For more information about the Peer Networks scheme and to register your interest, visit www.peernetworks.co.uk.

In conversation with Dr Yvonne Gale, Chief Executive of NEL Fund Managers Limited and Business Growth Board member at the North East LEP

As a newly appointed member of the Business Growth Board, how will your skills and experience support the North East LEP’s aim to increase the density of scaleups in the region?

“I have been working with scaling up local businesses my whole career, first in professional services, then running the finance teams inside several high growth local businesses, and now as CEO of NEL Fund Management who have funds specifically targeted at scaling up businesses. You could say I’m a finance for scale-ups expert – helping businesses to grow with the finance they need is what I do every day.

“I bring to the Business Growth Board the knowledge of what scaleups need so we can ensure, as a Board, we create a joined up system to empower businesses with growth potential and provide them with the wide range of ingredients they need, including finance. The more businesses with scaleup potential that are financed for deliverable business plans, the more we together increase the density of scaleups in the North East LEP region.”

How important will access to finance be for our regional economic recovery as a result of the coronavirus pandemic?

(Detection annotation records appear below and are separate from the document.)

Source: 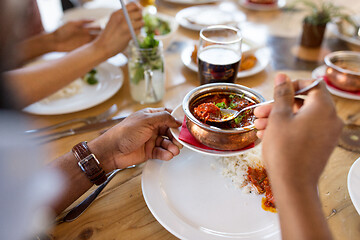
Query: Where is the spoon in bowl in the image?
[207,78,323,123]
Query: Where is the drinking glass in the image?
[197,25,242,85]
[128,41,165,104]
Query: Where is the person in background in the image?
[4,2,143,109]
[0,0,342,240]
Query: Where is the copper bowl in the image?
[324,51,360,91]
[182,83,265,150]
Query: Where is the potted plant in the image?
[293,0,351,48]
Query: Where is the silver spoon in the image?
[207,78,323,123]
[56,165,137,224]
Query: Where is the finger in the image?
[152,147,174,161]
[254,104,273,118]
[161,138,180,156]
[292,79,314,95]
[299,82,336,115]
[166,128,183,149]
[144,108,182,128]
[126,2,141,12]
[272,73,294,115]
[254,118,268,130]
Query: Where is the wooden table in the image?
[30,0,360,239]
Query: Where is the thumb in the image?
[150,111,181,128]
[273,73,294,114]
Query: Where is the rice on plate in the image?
[219,144,276,212]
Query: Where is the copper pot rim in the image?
[324,51,360,77]
[182,83,265,134]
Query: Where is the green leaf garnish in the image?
[215,102,226,109]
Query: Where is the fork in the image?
[25,104,117,133]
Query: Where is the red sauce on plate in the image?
[247,167,276,212]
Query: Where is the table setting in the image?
[23,0,360,240]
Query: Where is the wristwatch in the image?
[71,142,107,185]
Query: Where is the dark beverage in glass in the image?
[198,46,241,85]
[198,25,242,84]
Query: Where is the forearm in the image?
[5,42,107,108]
[18,33,55,64]
[50,139,115,214]
[272,180,332,240]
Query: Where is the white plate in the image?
[181,44,271,78]
[23,62,124,115]
[62,8,116,28]
[170,104,260,157]
[239,0,286,11]
[312,65,360,100]
[141,148,281,240]
[164,0,219,4]
[348,158,360,214]
[327,22,360,46]
[175,5,246,31]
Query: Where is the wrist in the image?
[88,138,116,173]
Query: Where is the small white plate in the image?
[23,58,124,115]
[312,65,360,100]
[164,0,219,5]
[175,5,246,31]
[170,104,261,157]
[327,22,360,46]
[181,44,271,78]
[347,158,360,214]
[141,148,281,240]
[62,8,116,28]
[239,0,286,11]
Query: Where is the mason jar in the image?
[128,41,165,104]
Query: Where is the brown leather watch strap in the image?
[72,142,107,185]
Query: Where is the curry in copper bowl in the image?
[183,83,265,150]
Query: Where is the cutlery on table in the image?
[35,116,126,143]
[56,165,137,224]
[207,78,323,123]
[25,104,117,133]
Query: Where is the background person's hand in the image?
[254,74,342,188]
[95,2,144,57]
[51,20,101,52]
[89,108,182,171]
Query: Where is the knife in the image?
[36,116,126,143]
[56,165,138,224]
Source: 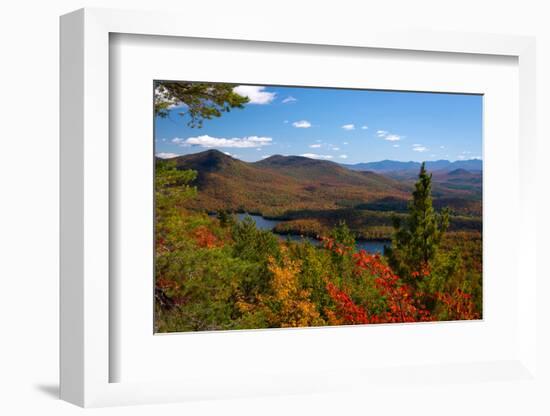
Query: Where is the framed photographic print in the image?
[153,81,483,332]
[61,9,538,406]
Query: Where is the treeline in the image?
[155,162,482,332]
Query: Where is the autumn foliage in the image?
[155,161,481,332]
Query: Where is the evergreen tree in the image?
[154,81,249,128]
[385,163,449,281]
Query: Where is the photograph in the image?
[154,80,483,333]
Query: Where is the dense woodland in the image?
[155,82,482,332]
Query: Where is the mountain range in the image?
[343,159,483,173]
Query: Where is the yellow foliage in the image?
[260,249,324,328]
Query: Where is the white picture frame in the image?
[60,9,537,407]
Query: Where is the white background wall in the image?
[0,0,550,415]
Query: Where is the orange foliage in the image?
[325,239,479,325]
[261,249,323,328]
[193,226,223,248]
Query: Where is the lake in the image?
[237,213,390,254]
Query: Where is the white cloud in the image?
[384,134,401,142]
[413,144,430,153]
[300,153,332,159]
[292,120,311,129]
[155,152,181,159]
[233,85,277,104]
[172,134,273,148]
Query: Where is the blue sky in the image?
[155,85,483,163]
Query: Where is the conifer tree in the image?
[385,163,449,281]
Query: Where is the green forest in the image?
[155,160,482,332]
[155,82,482,332]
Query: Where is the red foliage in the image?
[323,238,480,324]
[327,282,372,324]
[325,239,432,324]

“Economically we are a long way both physically and culturally from City of London approaches to finance, but we don’t want any business to suffer for the lack of access to the right finance. Like most imbalances, the coronavirus pandemic has made more pronounced the existing disconnects.

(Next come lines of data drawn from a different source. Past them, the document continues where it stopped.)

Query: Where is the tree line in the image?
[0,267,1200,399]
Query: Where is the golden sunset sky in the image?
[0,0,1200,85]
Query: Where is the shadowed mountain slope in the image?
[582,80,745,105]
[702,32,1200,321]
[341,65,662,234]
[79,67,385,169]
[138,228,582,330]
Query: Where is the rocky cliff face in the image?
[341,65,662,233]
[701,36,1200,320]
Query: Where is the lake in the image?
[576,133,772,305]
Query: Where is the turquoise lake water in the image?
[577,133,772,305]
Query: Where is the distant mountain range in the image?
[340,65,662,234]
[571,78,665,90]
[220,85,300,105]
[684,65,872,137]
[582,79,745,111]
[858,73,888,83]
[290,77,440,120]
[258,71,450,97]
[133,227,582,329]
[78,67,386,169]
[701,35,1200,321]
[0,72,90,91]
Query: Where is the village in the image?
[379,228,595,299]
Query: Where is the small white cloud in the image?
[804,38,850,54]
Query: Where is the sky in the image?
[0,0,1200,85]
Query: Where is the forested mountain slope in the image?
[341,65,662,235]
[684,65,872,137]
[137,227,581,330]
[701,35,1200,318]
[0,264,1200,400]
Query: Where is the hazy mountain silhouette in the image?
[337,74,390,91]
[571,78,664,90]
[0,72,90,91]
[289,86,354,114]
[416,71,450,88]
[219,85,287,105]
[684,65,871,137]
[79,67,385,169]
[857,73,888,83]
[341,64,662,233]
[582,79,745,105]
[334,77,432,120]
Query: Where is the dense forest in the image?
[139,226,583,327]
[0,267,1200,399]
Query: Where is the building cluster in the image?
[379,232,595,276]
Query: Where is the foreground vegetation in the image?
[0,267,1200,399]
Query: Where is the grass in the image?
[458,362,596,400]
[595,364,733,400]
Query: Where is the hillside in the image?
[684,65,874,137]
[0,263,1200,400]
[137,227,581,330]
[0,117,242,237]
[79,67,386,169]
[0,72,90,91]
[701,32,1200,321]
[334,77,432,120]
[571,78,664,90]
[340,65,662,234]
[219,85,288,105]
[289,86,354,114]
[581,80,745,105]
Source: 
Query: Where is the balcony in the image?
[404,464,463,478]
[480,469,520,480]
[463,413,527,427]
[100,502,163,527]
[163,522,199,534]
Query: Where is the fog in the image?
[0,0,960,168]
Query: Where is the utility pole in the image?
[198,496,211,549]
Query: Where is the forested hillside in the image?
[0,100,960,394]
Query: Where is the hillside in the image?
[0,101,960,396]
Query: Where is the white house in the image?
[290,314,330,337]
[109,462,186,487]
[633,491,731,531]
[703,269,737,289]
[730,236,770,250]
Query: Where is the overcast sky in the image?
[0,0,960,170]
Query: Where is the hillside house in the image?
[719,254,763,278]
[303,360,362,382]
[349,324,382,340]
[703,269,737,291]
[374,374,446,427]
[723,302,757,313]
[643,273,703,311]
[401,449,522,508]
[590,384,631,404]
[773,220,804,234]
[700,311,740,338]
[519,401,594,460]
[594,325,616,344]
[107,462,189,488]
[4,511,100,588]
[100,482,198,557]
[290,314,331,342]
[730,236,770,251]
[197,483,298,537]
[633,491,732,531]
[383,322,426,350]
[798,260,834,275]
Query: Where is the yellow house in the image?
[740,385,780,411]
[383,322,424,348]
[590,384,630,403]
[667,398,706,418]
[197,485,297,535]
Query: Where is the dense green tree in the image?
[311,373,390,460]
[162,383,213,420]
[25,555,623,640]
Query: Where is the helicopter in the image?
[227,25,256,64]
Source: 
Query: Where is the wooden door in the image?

“For years I’ve been advocating that accessing finance from a computer portal or call centre is fantastic until there’s a problem. An example is how many local businesses struggled to get through to their finance providers when they desperately needed to talk because they didn’t have a person-to-person relationship.

“Being able to access finance is about knowing where to go and who to talk to as much as it’s about the amounts involved and the level of cash. Central government created some fantastic interventions but these were for the heat of the emergency and not designed to be permanent or perfect. The recovery will take time and access to finance is likely to be a problem both in who will put up the finance in uncertain times, and does that finance fit the recovery, as every business will be different. As a Board, we need to ensure there is finance available that fills in any gaps over the medium to long term for regional businesses to deliver their potential.”

How will a recession further impact the North East, and what can businesses do to survive?

“I advocate three actions. First, good cashflow planning helps every business owner make informed decisions. As a chartered accountant, I would always advocate spending time on a good long range forecast, but almost anything is better than knee jerk reactions based on today’s bank account balance.

“Second, relationships matter when times are tough. The current situation presents an opportunity to forge deeper relationships with customers and suppliers. Now more than ever, people are logging who helps and who doesn’t. This creates opportunities for developing your business with new and existing partners.

“Third, the business world is in a state of flux and ‘fortune favours the brave’. It is difficult for complex organisations to be nimble but local businesses don’t need to wait for permission from head office. Now is the moment to think big and bold, striding out while others are busy elsewhere.”

Many small businesses are struggling as a result of the coronavirus pandemic. What support is available for them in the North East?

“There is an immense amount of support available in the North East, all of which have rapidly adapted so they can help now. The list is so long that it’s not possible to cover it in a blog. My best suggestion is to talk to people; be that your existing trusted advisors as there may be many ways they can help that you’ve never needed to ask about.

“If you want to widen your pool of who can help, consult the North East Growth Hub or make an appointment to talk to the Growth Hub Connectors. The Growth Hub is a comprehensive portal of the support available in the region.

“Of course if you need information on finance, I’m happy to help. You can reach me by emailing [email protected].”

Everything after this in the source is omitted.